Thursday, June 17, 2010

on the page again..

so here I am at the desk.. back at the tree to be precise.  the apple tree  beyond the sunroom window... for company today I have two blackbirds -male and female- hopping on a couple of branches  that are higher than the ceiling of this room.. now they're resting in the leaves.. above the greenery a nest of blue sky..

******

I've been reading a series called My Hero in The Guardian..  Nick Clegg, the leader of the New Democrats considers Samuel Beckett his hero. Why? He admires the fact that the Irish author asked dangerous questions... Doing so came naturally to him..It was just his particular way of thinking I suppose..  Anyway like many others, I regard this as a refreshing insight into the mind of a politician..

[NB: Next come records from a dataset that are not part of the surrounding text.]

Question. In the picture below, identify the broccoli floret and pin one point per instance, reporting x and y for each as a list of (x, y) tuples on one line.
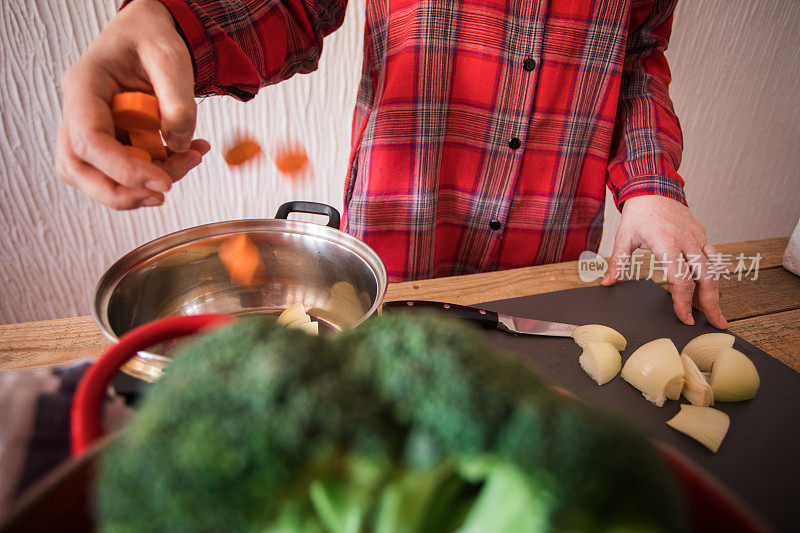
[(405, 424)]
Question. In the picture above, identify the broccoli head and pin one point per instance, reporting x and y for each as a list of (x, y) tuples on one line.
[(407, 424)]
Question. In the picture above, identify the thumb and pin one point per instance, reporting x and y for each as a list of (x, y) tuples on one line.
[(172, 77), (622, 246)]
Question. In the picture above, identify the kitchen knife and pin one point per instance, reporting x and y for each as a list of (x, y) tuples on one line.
[(487, 319)]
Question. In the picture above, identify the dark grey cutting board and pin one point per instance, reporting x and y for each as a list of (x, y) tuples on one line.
[(760, 457)]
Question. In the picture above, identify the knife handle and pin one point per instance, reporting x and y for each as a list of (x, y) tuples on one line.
[(481, 317)]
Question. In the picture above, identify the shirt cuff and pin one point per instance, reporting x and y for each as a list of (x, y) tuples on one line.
[(669, 186), (199, 43)]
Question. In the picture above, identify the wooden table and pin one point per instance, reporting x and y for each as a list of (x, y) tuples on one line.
[(765, 311)]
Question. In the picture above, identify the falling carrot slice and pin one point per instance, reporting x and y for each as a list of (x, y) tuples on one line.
[(242, 152), (241, 258), (136, 111), (291, 161), (150, 142), (138, 153)]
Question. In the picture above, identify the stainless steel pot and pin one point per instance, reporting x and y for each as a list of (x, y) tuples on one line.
[(340, 280)]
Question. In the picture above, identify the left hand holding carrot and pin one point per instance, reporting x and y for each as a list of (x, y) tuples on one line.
[(139, 51)]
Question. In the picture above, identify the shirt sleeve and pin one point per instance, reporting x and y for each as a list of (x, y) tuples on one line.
[(648, 142), (239, 46)]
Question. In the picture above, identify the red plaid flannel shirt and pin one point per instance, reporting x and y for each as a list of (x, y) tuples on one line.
[(485, 131)]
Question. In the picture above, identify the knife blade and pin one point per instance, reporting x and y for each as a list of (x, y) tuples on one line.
[(487, 319)]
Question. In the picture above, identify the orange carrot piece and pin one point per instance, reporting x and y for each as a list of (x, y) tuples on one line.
[(150, 142), (292, 161), (241, 152), (138, 153), (136, 111), (241, 259)]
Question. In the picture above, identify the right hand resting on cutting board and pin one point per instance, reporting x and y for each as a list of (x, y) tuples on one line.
[(139, 50)]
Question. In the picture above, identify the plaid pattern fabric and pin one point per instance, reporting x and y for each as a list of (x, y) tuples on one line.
[(485, 131)]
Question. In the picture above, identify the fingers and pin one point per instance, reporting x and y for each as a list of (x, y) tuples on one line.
[(169, 68), (100, 187), (89, 133), (681, 286), (707, 292), (623, 246), (178, 165)]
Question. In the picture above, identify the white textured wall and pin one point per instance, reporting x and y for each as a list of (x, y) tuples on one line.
[(736, 89), (736, 66)]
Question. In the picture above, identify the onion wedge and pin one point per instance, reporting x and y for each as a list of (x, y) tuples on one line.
[(601, 361), (734, 377), (656, 370), (706, 425), (704, 348), (597, 332)]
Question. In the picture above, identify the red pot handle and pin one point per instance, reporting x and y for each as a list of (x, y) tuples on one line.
[(86, 420)]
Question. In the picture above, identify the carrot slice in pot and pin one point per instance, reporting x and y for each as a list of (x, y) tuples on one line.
[(241, 259)]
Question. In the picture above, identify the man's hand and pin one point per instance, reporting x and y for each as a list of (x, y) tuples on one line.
[(668, 229), (139, 50)]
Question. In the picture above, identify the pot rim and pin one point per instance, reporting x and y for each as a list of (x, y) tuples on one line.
[(149, 250)]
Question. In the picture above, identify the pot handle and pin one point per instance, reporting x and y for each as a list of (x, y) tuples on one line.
[(314, 208), (86, 421)]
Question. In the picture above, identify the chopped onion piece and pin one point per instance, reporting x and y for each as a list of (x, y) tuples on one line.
[(695, 387), (656, 370), (312, 328), (734, 377), (294, 312), (597, 332), (704, 348), (601, 361), (706, 425)]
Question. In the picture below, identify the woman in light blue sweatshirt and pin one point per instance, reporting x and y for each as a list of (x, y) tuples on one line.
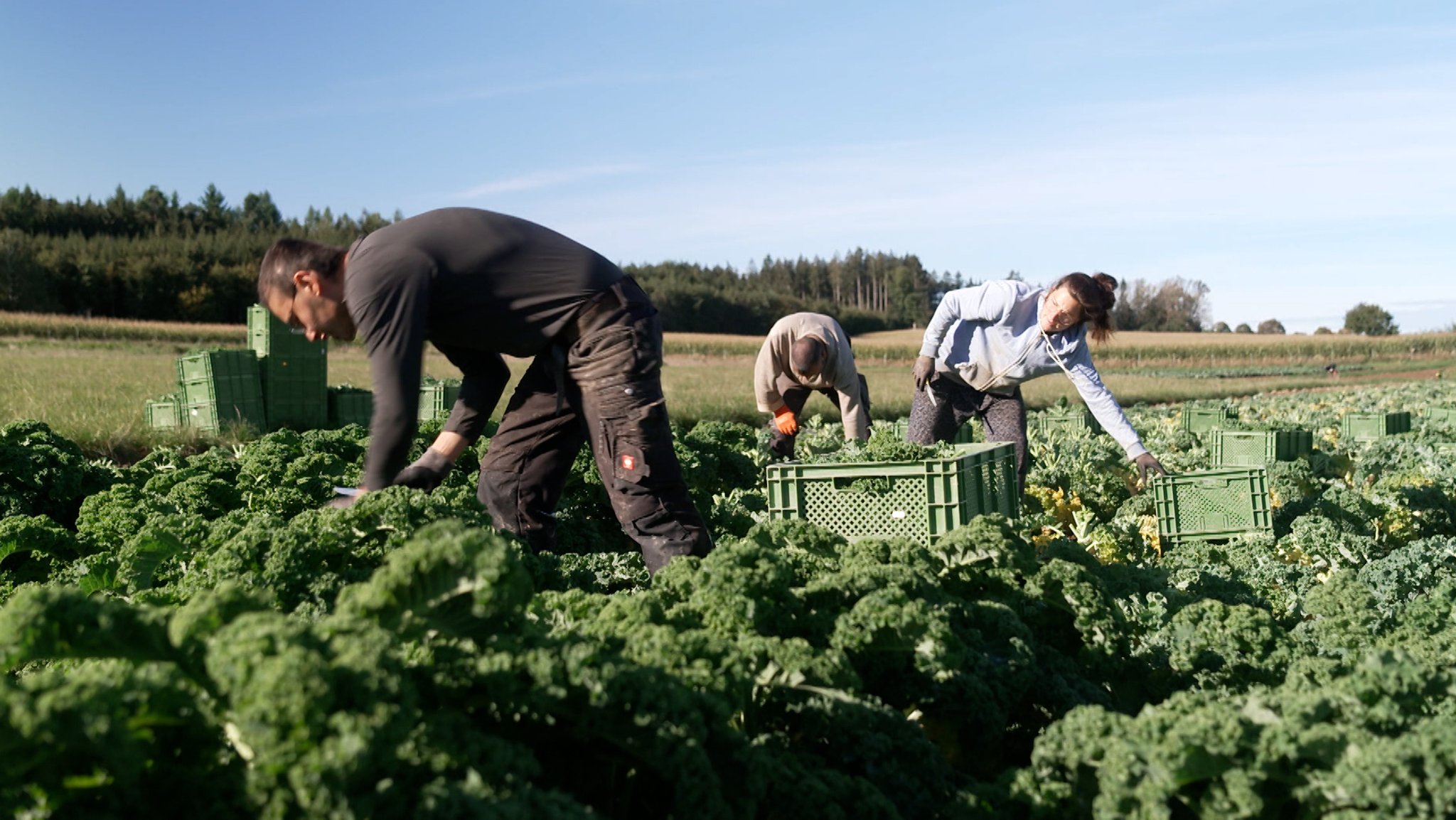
[(985, 341)]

Thinking about Clegg's choice prompted me to look back and see which heroes others had nominated.

Gordon Brown whom one of his party's candidates recently called  " the worst Labor Prime Minister the country's ever had"  was  more predictable in his choice.  Nelson Mandela.  According to Brown, Mandela is a man "whose generosity of spirit and capacity for forgiveness make him a true hero for our times."

Aside from those politicians,  I was actually more interested in the selections Irish writers Colm Toibin and John Banville had made. 

Jack Yeats, the painter and younger brother of the famous WB  was Toibin's choice. Apparently the artist spent much of his life trying to understand  and capture in his work  the  light of the Irish landscape. The  play of light that he saw in the sky, in city streets and as it fell on the faces of  people going about their daily lives. This is what most fascinated him.  Painting with the right kind of light  was the thing he tried to do - over and over and over.  Toibin says that Yeats left no record of himself other than his paintings and "it seems there is no evidence he ever in his life discussed anything that was of great private concern to him"
Could this be really true?

Banville writes about a labrador named Ben.   Not a word is wasted.  I take the liberty of quoting the final paragraphs of his piece.

Though Ben was a handsome fellow he was not overly bright, as is the way with labradors. He could be annoying, was often smelly, insisted on what he considered to be his rights – good grub and plenty of it and two walks a day – and could lick himself with noisy relish in places the equivalent of which in a human being are not even visible to the person's unaided eye. Yet he cared for us, kept us exercised, tolerated our children and even, when the occasion required, guarded them; and, a gift above all gifts, he made us laugh.

Nietzsche writes: "I fear animals regard man as a creature of their own kind which has in a highly dangerous fashion lost its healthy animal reason – as the mad animal, as the laughing animal, as the weeping animal, as the unhappy animal." Ben, I am certain, recognised our terrible, human, predicament and tried to help us as best he could along our hard road. We were, however, a constant mystery to him, and it was in his brave, unwearying, dogged efforts to understand us that his heroism lay. Good dog, Ben.